99% de produits bio. C’est ce que mangent les enfants au restaurant de l’école primaire et maternelle du village de Marsaneix (un millier d’habitants), en Dordogne. La commune dépense-t-elle sans compter pour l’alimentation de ses bambins ? Même pas. Au contraire : le prix des repas a baissé, et est aujourd’hui le moins élevé de tous les villages alentours. La bonne idée de la mairie : laisser carte blanche au cuisinier, Jean-Marc Mouillac.

« Une élue d’une commune voisine est venue me voir pour me demander comment je faisais. Elle avait en charge de faire les menus de son école et aurait aimé faire du bio, mais elle n’y arrivait pas. Je lui ai expliqué qu’elle avait donné la réponse à sa question : elle ne doit pas faire les menus, il faut laisser faire le cuisinier ! » Cela peut paraître évident, mais c’est le premier secret de la réussite de Marsaneix : replacer le cuisinier au centre de tout le système du restaurant. Cela permet notamment à Jean-Marc Mouillac de s’adapter aux marchandises que lui livrent les producteurs, et non l’inverse. « Ils m’appellent pour me dire ce qu’ils auront pour la semaine à venir, et c’est en fonction de ça que je prépare mes menus. »

« Se passer de tous les intermédiaires »

Les 14 producteurs avec lesquels il travaille s’occupent eux-mêmes de la livraison. Cela lui permet notamment de faire baisser les coûts : « Il faut travailler en direct, se passer de tous les intermédiaires et favoriser les circuits courts. » Le producteur le plus éloigné se trouve ainsi à moins de 20 km de la cantine… Une proximité qui lui permet aussi « d’être sûr des produits » qu’il va cuisiner et d’échanger des idées avec ses fournisseurs.

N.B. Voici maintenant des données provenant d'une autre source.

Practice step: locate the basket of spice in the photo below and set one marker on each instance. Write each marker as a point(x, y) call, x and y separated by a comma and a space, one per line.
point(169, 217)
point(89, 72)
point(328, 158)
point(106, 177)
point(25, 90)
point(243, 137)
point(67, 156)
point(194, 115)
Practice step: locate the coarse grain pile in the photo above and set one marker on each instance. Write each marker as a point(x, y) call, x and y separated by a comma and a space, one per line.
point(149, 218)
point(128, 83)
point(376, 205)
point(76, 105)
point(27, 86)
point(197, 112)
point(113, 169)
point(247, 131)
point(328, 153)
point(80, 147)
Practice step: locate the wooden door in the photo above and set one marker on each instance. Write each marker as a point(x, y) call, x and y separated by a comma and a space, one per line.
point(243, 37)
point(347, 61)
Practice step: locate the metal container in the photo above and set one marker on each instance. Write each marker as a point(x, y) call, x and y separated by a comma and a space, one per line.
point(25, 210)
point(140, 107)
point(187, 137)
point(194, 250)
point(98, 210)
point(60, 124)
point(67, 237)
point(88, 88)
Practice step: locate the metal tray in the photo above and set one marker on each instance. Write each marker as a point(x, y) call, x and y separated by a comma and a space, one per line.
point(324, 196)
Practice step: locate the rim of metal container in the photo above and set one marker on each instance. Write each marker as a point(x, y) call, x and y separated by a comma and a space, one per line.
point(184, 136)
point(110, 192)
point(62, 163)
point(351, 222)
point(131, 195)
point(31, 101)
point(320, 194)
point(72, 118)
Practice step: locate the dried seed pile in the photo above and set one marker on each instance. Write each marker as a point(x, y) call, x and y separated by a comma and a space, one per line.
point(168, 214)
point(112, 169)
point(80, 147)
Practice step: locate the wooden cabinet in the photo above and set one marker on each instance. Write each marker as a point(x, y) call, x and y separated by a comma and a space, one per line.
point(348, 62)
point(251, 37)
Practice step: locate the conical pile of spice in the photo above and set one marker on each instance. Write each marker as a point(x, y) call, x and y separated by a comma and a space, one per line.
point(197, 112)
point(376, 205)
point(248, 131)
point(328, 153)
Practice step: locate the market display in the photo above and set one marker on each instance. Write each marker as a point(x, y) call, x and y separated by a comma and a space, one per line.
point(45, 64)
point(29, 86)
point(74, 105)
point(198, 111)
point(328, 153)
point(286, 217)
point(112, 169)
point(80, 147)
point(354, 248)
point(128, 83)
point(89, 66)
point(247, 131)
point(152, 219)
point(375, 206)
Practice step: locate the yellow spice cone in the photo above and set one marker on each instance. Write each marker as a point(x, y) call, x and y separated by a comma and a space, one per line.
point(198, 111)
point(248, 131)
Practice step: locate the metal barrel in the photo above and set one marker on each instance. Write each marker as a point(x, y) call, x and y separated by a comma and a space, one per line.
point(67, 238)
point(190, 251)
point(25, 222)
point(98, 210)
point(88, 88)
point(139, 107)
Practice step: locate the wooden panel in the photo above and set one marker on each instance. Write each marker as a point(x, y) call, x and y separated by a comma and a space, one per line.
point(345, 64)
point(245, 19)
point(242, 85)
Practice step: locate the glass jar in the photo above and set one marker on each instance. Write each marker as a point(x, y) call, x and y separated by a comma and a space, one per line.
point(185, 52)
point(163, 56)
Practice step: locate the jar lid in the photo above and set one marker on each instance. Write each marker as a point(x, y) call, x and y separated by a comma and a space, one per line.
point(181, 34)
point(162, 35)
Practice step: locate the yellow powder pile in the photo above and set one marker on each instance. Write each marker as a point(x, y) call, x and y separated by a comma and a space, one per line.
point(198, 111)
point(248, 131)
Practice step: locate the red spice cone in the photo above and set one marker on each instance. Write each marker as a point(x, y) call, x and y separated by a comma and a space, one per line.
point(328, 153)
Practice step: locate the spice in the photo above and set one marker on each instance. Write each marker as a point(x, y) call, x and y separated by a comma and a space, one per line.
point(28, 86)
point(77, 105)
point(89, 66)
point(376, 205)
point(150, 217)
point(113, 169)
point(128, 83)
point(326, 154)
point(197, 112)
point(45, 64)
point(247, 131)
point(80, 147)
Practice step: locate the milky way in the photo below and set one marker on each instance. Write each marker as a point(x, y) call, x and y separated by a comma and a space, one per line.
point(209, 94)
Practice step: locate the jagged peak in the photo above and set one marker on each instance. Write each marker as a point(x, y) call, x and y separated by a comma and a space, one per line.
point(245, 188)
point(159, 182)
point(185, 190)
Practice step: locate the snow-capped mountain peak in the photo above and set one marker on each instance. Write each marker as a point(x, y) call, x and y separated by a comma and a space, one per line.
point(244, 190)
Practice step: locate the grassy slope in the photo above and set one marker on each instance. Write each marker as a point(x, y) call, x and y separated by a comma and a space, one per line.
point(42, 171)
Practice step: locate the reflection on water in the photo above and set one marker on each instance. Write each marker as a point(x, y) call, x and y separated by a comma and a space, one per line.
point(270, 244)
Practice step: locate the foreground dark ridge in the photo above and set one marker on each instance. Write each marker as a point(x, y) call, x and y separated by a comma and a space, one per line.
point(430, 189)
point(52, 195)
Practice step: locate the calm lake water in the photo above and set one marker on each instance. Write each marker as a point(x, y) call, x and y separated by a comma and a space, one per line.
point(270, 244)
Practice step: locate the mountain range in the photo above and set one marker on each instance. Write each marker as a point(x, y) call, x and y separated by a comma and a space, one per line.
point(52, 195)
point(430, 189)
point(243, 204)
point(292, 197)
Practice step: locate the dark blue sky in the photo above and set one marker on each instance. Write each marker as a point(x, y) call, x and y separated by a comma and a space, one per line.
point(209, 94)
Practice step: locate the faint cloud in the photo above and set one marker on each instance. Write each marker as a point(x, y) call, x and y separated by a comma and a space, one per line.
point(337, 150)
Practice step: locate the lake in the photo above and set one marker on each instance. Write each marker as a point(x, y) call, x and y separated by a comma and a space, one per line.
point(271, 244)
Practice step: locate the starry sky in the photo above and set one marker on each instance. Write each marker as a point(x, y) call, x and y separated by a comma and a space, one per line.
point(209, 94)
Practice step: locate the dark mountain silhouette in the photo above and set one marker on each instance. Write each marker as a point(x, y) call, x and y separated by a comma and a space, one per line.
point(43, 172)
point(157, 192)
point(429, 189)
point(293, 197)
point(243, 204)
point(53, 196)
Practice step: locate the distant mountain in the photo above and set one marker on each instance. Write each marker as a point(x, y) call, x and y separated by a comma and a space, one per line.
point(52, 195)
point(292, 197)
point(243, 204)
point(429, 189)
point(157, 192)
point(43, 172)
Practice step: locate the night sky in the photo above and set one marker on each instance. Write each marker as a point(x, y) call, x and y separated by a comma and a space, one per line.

La véritable clé de voûte du système ? « Le respect », lâche tout simplement Jean-Marc Mouillac. Au restaurant de Marsaneix, les repas sont accompagnés d’une sensibilisation des enfants aux questions alimentaires. « Avec les élèves, on pèse nos déchets, le but étant évidemment d’en avoir le moins possible, explique le cuisinier. Par exemple, on ne jette jamais un morceau de pain. » Chaque élève a droit à une tranche par repas, et celles qui ne sont pas mangées seront réutilisées pour faire du pain perdu ou d’autres recettes. Même les miettes sont récupérées pour préparer de la chapelure. Et « si je fais une daube provençale, je prévois 60 grammes de viande par enfant et non 130 g ». Pour limiter les achats de viande tout en proposant un régime équilibré, le cuisinier se tourne régulièrement vers les protéines végétales.

Redonner goût au métier

En octobre, la cantine de Marseneix est ainsi devenue le premier restaurant scolaire de France certifié bio par l’institut Ecocert. L’obtention de ce label n’a posé aucun problème à Jean-Marc Mouillac et son équipe : alors que le niveau 3 (le plus élevé) impose l’utilisation de 50 % de produits bio, eux en utilisent près de 100 % : « Seul le pain n’est pas bio, mais on le prend chez l’artisan boulanger du village. » « J’ai eu cette démarche de labellisation pour prouver que nous faisions réellement du bio. Ce qui m’intéressait, c’est qu’on était très contrôlés pendant 6 mois. Ça nous donne donc une crédibilité, notamment au niveau des communes environnantes. »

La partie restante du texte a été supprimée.